One day in the fall of 2011, Neil Sheeley, a solar scientist at the Naval Research Laboratory in Washington, D.C., did what he always does — look through the daily images of the sun from NASA’s Solar Dynamics Observatory (SDO).
But on this day he saw something he’d never noticed before: a pattern of cells with bright centers and dark boundaries occurring in the sun’s atmosphere, the corona. These cells looked somewhat like a cell pattern that occurs on the sun’s surface — similar to the bubbles that rise to the top of boiling water — but it was a surprise to find this pattern higher up in the corona, which is normally dominated by bright loops and dark coronal holes.
Sheeley discussed the images with his Naval Research Laboratory colleague Harry Warren, and together they set out to learn more about the cells. Their search included observations from a fleet of NASA spacecraft called the Heliophysics System Observatory that provided separate viewpoints from different places around the sun. They describe the properties of these previously unreported solar features, dubbed “coronal cells,” in a paper published online in The Astrophysical Journal on March 20, 2012 that will appear in print on April 10.
The coronal cells occur in areas between coronal holes — colder and less dense areas of the corona seen as dark regions in images — and “filament channels” which mark the boundaries between sections of upward-pointing magnetic fields and downward-pointing ones. Understanding how these cells evolve can provide clues as to the changing magnetic fields at the boundaries of coronal holes and how they affect the steady emission of solar material known as the solar wind streaming from these holes.
“We think the coronal cells look like flames shooting up, like candles on a birthday cake,” says Sheeley. “When you see them from the side, they look like flames. When you look at them straight down they look like cells. And we had a great way of checking this out, because we could look at them from the top and from the side at the same time using observations from SDO, STEREO-A, and STEREO-B.”
When the cells were discovered in the fall of 2011, the SDO and the two STEREO (short for Solar Terrestrial Relations Observatory) spacecraft each had widely different views of the sun. Thus, as the 27-day solar rotation carried the coronal cells across the face of the sun, they appeared first in STEREO-B data, then in SDO, and finally in STEREO-A, before starting over again in STEREO-B. In addition, when one observatory looked down directly on the cells, another observatory could see them from the side.
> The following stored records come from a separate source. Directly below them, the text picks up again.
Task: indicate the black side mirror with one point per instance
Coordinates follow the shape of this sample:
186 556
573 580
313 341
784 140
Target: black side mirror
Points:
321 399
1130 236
The researchers used time-lapse sequences obtained from the three satellites to track these cells around the sun. When an observatory looked down on one of these areas, it showed the cell pattern that Sheeley first noticed. But when the same region was viewed obliquely, it showed plumes leaning off to one side. Taken together, these two-dimensional images reveal the three-dimensional nature of the cells as columns of solar material extending upward through the sun’s atmosphere, like giant pillars of gas.
To round out the picture even further, the team turned to other instruments and spacecraft. The original SDO images were from its Atmospheric Imaging Assembly, which takes conventional images of the sun. Another instrument on SDO, the Helioseismic and Magnetic Imager (HMI), provides magnetic maps of the sun. The scientists superimposed conventional images of the cells with HMI magnetic field images to determine the placement of the coronal cells relative to the complex magnetic fields of the sun’s surface.